That was fun – a graphic novel featuring Keanu Reeves and Winona Ryder, made up of snapshots from an animated film based on a live-action film, which was, in turn, adapted from a novel by Philip K. Dick. (An adaptation studies scholar’s heaven!)
It’s a very interesting project, it does really feel like watching a film, but because they had to cut out massive chunks, even to make it into a generously sized book (188 pp.), there were lots of gaps to fill for the reader. I mean, I read it in three 20-mins sittings, and when you think of it, at reading pace, I probably didn’t get a fourth of what the film could show visually. So the book/film is about a group of people half of whom are undercover agents trying to bust each other – a dystopia involving a highly addictive drug that causes serious brain damage, also has the aspect of detective fiction. So it’s quite difficult to follow who is who from such a pared down plot, represented in 5-6 panels on average per page.

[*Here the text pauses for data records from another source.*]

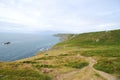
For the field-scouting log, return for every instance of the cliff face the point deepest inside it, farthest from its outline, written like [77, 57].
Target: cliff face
[93, 56]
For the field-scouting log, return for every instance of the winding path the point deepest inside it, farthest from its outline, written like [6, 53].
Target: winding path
[86, 73]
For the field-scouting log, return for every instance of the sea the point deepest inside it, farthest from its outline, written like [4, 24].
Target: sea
[24, 45]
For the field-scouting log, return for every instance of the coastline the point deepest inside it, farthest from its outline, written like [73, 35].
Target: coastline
[40, 50]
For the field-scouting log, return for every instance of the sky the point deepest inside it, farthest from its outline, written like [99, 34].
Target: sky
[69, 16]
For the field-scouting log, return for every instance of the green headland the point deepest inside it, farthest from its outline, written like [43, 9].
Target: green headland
[87, 56]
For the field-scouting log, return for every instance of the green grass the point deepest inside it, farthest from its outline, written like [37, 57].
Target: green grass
[25, 74]
[44, 66]
[105, 44]
[111, 66]
[76, 64]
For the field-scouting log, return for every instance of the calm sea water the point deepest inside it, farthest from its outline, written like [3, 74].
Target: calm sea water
[24, 45]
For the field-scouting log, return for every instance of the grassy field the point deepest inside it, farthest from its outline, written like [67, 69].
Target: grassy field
[103, 46]
[65, 56]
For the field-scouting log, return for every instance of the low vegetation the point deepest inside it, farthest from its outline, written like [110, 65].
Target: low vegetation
[66, 56]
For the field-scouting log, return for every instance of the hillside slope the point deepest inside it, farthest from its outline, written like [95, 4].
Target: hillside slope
[88, 56]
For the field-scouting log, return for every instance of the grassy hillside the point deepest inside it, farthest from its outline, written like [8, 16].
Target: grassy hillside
[65, 57]
[103, 46]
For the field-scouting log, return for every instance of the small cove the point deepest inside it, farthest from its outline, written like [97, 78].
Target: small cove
[24, 45]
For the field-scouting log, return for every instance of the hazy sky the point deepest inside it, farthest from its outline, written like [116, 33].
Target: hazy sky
[59, 15]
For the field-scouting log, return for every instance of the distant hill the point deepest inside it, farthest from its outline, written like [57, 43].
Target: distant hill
[87, 56]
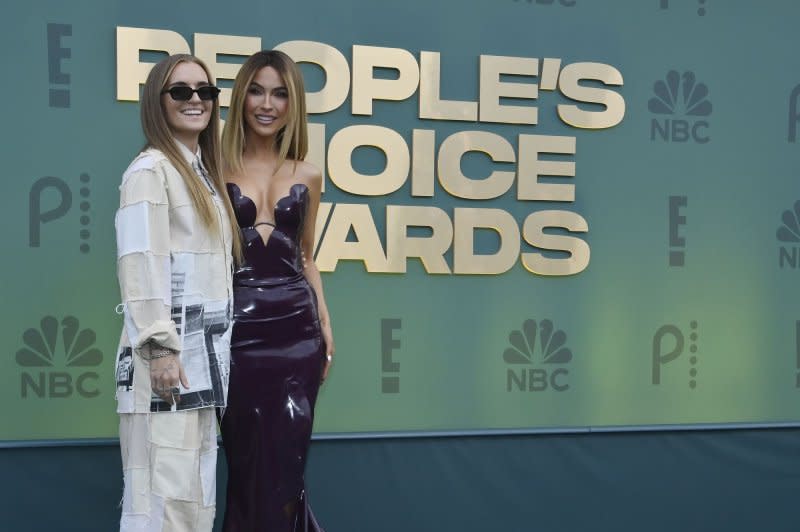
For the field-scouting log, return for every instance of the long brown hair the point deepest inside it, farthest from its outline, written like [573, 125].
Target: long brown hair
[159, 136]
[293, 137]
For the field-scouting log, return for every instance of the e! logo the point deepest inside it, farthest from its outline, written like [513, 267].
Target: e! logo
[677, 243]
[390, 369]
[59, 97]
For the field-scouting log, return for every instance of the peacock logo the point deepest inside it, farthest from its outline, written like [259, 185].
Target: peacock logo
[680, 95]
[533, 344]
[790, 230]
[58, 345]
[788, 235]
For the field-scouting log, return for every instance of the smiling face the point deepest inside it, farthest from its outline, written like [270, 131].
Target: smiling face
[266, 103]
[187, 119]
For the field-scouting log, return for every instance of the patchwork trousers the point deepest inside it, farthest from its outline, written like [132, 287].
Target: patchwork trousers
[169, 463]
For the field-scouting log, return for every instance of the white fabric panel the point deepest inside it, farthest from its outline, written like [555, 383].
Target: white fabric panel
[143, 227]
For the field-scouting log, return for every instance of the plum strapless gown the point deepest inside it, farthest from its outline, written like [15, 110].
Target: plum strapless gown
[277, 357]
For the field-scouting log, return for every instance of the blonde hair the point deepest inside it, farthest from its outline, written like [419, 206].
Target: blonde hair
[159, 136]
[292, 139]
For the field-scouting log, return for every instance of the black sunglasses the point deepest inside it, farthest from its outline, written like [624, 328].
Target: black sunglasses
[183, 93]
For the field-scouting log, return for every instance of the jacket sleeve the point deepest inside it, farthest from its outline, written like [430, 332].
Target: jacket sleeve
[143, 256]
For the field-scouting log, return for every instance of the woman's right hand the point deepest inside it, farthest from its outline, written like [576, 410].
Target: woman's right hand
[165, 374]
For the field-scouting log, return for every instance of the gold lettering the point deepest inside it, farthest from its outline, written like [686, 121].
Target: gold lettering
[337, 73]
[340, 167]
[207, 46]
[323, 212]
[430, 250]
[316, 149]
[130, 71]
[456, 183]
[465, 261]
[569, 84]
[335, 247]
[423, 159]
[492, 89]
[533, 232]
[531, 167]
[430, 106]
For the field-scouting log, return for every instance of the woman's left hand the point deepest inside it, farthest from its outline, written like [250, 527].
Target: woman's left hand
[327, 336]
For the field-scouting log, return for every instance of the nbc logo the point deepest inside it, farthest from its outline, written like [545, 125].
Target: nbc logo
[789, 235]
[680, 95]
[553, 354]
[40, 356]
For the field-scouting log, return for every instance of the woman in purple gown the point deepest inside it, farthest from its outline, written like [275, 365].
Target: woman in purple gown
[282, 344]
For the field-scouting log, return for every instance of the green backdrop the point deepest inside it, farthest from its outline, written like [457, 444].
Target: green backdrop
[686, 314]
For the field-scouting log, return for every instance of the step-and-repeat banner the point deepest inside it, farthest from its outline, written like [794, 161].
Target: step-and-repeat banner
[537, 214]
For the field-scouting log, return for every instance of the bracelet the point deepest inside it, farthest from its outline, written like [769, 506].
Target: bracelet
[157, 351]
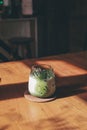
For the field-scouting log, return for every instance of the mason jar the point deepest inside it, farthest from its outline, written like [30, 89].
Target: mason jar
[42, 81]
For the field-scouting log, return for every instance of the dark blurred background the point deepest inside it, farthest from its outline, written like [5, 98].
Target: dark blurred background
[61, 25]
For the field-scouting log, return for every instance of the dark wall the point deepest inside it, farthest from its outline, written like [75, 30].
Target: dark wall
[53, 27]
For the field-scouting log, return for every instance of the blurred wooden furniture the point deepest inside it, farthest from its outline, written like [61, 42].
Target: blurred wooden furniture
[67, 111]
[21, 47]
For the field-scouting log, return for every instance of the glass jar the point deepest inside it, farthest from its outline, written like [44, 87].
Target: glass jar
[42, 81]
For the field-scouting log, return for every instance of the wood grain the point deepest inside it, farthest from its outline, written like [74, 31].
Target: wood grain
[66, 112]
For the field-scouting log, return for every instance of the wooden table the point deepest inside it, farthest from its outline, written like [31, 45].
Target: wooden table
[67, 112]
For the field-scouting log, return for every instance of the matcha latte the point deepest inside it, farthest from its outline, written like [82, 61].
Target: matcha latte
[41, 81]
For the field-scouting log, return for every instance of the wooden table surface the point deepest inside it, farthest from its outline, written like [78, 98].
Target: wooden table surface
[67, 112]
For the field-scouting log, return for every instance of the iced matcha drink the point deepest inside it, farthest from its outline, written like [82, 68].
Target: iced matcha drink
[41, 81]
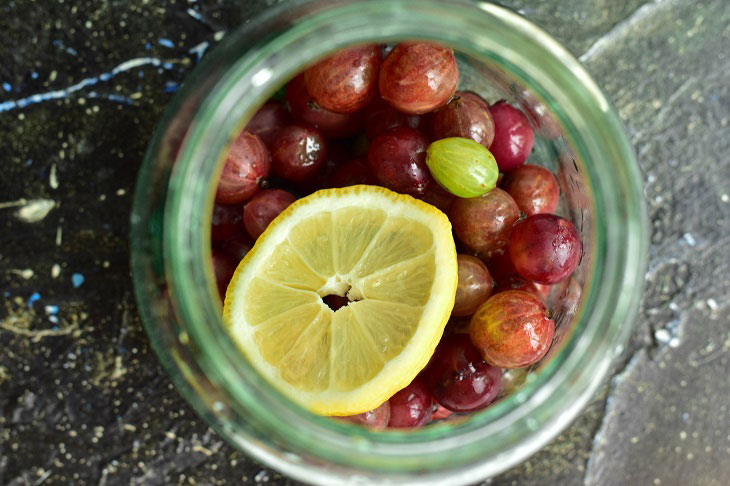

Also, the fact that a few characters, including the protagonist, were wearing this high-tech “anonymity” suit (containing a million and a half fraction representations of people of all kinds) didn’t help – I think those suits look better as a visual effect in a film rather than on printed page. (All these probably explain why the book ended up being remaindered at £4,99; it’s four-colour hardback, such a pity).
I could see that the author wanted you to think about the nature of addiction, mental health and identity, and directed some criticism at the state and big corporations in modern society, but I felt that the medium didn’t hold enough to get the message across in this graphic version. But, because the main characters are junkies, and because a graphic book relies almost solely on dialogue, there was a lot of slang, and because it’s an American film/book, both the language and the sense of humour was a bit unfamiliar to me. So maybe that’s partly why I missed out a bit. But I definitely enjoyed reading it!